Understanding Machine Learning

It’s important to note, the system is an instance of AI training – a technique that has been employed in research fields like weather science for a long time – and is distinct from generative AI like ChatGPT.

AI training processes large datasets and pulls out patterns from them in a such a way that its model only takes a few minutes to generate an result, and can operate on a desktop computer – in sharp difference to the flagship models that authorities have used for years that can take hours to process and require the largest high-performance systems in the world.

Professional Reactions and Future Advances

Nevertheless, the reality that Google’s model could outperform earlier top-tier legacy models so quickly is truly remarkable to weather scientists who have dedicated their lives trying to forecast the world’s strongest weather systems.

“I’m impressed,” said James Franklin, a retired expert. “The sample is now large enough that it’s evident this is not just beginner’s luck.”
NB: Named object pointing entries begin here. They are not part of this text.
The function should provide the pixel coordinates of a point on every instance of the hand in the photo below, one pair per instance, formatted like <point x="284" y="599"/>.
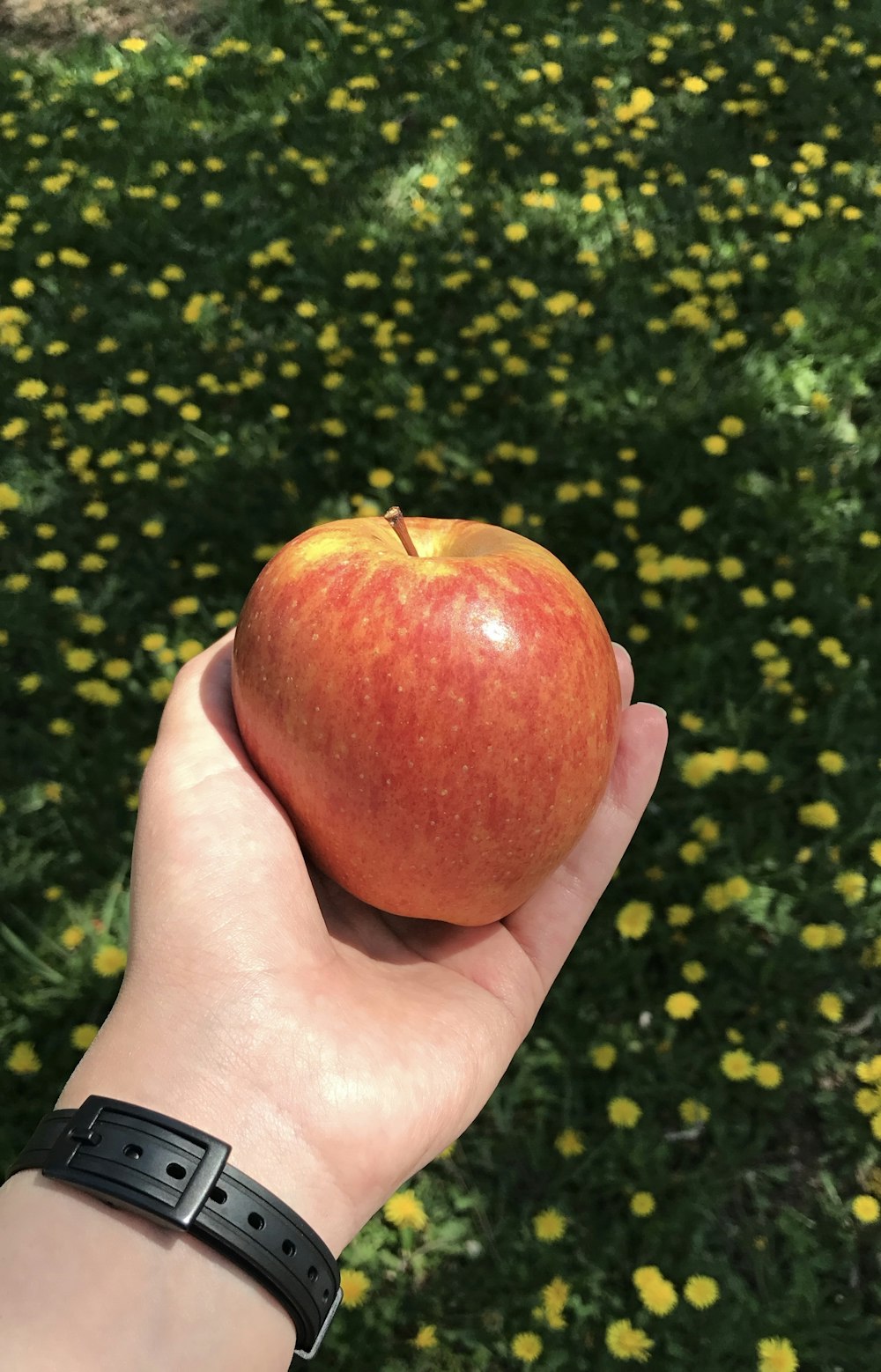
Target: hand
<point x="337" y="1047"/>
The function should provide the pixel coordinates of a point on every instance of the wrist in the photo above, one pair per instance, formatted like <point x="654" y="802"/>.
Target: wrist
<point x="167" y="1065"/>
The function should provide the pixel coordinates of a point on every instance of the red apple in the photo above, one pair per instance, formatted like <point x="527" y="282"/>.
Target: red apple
<point x="437" y="710"/>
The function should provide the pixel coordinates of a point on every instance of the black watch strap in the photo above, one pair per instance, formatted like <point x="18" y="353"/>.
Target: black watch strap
<point x="145" y="1162"/>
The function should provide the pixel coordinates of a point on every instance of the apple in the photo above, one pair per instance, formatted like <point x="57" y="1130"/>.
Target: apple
<point x="433" y="703"/>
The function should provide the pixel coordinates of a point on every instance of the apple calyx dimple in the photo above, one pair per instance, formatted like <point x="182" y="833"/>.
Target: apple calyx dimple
<point x="396" y="519"/>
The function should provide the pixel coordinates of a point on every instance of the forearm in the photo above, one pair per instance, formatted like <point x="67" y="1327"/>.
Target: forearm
<point x="86" y="1288"/>
<point x="91" y="1288"/>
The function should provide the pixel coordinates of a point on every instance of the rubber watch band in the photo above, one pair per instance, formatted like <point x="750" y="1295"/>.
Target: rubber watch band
<point x="150" y="1163"/>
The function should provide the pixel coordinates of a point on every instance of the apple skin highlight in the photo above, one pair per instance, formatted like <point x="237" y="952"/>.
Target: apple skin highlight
<point x="440" y="727"/>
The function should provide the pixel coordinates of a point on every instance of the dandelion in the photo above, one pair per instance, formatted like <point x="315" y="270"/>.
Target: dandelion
<point x="354" y="1285"/>
<point x="831" y="1007"/>
<point x="737" y="1065"/>
<point x="865" y="1209"/>
<point x="549" y="1226"/>
<point x="526" y="1346"/>
<point x="623" y="1113"/>
<point x="405" y="1210"/>
<point x="24" y="1059"/>
<point x="819" y="814"/>
<point x="701" y="1291"/>
<point x="777" y="1356"/>
<point x="627" y="1344"/>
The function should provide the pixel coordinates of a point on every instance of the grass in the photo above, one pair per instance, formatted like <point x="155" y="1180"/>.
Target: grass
<point x="611" y="279"/>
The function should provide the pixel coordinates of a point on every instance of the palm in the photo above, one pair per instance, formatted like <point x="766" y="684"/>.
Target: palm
<point x="396" y="1030"/>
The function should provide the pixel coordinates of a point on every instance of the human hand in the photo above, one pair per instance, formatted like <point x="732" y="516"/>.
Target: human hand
<point x="337" y="1047"/>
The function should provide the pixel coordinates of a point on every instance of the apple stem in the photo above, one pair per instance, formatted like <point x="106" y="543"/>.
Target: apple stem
<point x="396" y="519"/>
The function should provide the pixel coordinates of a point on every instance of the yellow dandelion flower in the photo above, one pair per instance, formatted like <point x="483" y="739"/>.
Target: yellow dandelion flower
<point x="549" y="1226"/>
<point x="356" y="1286"/>
<point x="627" y="1344"/>
<point x="681" y="1005"/>
<point x="24" y="1059"/>
<point x="634" y="919"/>
<point x="777" y="1356"/>
<point x="701" y="1291"/>
<point x="865" y="1209"/>
<point x="526" y="1346"/>
<point x="405" y="1210"/>
<point x="737" y="1065"/>
<point x="623" y="1113"/>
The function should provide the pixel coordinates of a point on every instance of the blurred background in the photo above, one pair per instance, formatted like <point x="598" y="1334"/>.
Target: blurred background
<point x="608" y="276"/>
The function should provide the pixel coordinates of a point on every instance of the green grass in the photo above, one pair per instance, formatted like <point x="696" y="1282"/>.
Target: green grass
<point x="217" y="380"/>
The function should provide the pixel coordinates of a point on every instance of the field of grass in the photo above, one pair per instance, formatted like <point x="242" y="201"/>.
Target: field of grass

Franklin said that while Google DeepMind is outperforming all other models on predicting the trajectory of storms worldwide this year, similar to other systems it sometimes errs on high-end intensity predictions inaccurate. It struggled with Hurricane Erin previously, as it was also undergoing rapid intensification to category 5 north of the Caribbean.
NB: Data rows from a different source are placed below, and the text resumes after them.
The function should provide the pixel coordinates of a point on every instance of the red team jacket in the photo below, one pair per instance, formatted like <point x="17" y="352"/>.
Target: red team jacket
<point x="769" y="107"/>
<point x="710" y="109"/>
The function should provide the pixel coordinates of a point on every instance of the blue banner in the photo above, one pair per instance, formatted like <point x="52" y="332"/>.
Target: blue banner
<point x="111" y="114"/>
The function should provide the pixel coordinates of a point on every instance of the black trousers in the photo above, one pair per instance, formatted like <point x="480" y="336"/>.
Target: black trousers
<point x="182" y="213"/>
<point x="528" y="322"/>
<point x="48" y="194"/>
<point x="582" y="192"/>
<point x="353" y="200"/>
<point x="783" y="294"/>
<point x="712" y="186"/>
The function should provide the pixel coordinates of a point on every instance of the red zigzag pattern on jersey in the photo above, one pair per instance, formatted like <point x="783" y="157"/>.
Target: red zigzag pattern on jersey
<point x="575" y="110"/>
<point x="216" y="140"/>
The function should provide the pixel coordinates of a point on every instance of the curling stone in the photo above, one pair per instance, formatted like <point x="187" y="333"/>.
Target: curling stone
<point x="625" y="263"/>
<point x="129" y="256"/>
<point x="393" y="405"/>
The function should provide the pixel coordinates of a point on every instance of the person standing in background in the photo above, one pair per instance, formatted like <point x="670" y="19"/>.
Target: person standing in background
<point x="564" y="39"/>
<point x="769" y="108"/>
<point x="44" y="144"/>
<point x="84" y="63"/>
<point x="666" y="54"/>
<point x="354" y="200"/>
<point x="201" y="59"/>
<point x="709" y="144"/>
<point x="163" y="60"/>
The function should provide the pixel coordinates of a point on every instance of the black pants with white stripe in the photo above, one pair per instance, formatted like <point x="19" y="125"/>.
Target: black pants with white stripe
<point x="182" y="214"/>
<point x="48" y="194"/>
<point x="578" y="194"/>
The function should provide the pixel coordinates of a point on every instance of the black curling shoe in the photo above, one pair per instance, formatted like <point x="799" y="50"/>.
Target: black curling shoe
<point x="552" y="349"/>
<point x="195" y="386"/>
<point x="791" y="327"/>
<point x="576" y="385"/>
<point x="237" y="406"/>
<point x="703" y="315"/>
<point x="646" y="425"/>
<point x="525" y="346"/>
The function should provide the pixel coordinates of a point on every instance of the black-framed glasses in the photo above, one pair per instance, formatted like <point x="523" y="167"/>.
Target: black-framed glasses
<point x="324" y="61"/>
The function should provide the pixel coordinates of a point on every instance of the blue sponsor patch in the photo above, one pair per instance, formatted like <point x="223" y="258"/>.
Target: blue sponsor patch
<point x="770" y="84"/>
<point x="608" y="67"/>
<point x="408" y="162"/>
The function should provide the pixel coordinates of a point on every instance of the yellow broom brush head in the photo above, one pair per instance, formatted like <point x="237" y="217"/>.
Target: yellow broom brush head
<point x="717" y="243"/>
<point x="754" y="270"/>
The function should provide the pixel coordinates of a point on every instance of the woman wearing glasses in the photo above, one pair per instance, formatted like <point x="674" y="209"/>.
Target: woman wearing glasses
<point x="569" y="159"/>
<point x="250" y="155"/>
During the next break, he said he plans to talk with the company about how it can enhance the AI results even more helpful for experts by providing extra internal information they can use to evaluate exactly why it is coming up with its conclusions.
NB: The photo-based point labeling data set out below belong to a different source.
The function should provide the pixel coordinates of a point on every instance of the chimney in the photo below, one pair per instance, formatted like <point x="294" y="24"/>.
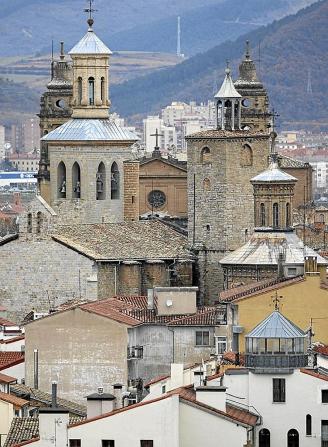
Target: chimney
<point x="213" y="396"/>
<point x="36" y="369"/>
<point x="117" y="391"/>
<point x="150" y="299"/>
<point x="310" y="264"/>
<point x="54" y="394"/>
<point x="100" y="403"/>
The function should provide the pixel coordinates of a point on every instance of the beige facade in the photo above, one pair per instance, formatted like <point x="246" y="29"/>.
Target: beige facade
<point x="79" y="350"/>
<point x="168" y="178"/>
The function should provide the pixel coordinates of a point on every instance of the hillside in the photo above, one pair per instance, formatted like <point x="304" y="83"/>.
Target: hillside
<point x="204" y="27"/>
<point x="27" y="27"/>
<point x="290" y="49"/>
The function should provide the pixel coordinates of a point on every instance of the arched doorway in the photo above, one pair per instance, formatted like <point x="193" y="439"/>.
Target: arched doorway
<point x="264" y="438"/>
<point x="292" y="438"/>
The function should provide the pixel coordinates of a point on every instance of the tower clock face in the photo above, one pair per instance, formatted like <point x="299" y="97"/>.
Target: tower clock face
<point x="156" y="198"/>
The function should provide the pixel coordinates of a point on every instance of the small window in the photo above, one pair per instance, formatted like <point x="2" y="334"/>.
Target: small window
<point x="202" y="338"/>
<point x="75" y="443"/>
<point x="279" y="393"/>
<point x="107" y="443"/>
<point x="221" y="345"/>
<point x="308" y="425"/>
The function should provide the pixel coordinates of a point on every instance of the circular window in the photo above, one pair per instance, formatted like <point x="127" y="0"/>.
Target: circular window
<point x="156" y="199"/>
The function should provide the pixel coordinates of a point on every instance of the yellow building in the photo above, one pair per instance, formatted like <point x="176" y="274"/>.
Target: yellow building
<point x="303" y="300"/>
“The one thing that troubles me is that while these forecasts appear really, really good, the results of the model is kind of a opaque process,” said Franklin.

Broader Industry Trends

There has never been a commercial entity that has produced a high-performance forecasting system which allows researchers a peek into its techniques – unlike nearly all other models which are offered at no cost to the general audience in their full form by the governments that designed and maintain them.

Google is not the only one in starting to use AI to solve difficult weather forecasting problems. The authorities are developing their respective artificial intelligence systems in the works – which have demonstrated improved skill over earlier traditional systems.

Future developments in AI weather forecasts seem to be startup companies taking swings at previously difficult problems such as long-range forecasts and improved early alerts of severe weather and flash flooding – and they have secured US government funding to do so. One company, WindBorne Systems, is even launching its own atmospheric sensors to fill the gaps in the US weather-observing network.

Thomas Martinez
Thomas Martinez

A certified driving instructor with over 10 years of experience, passionate about educating drivers and promoting road safety.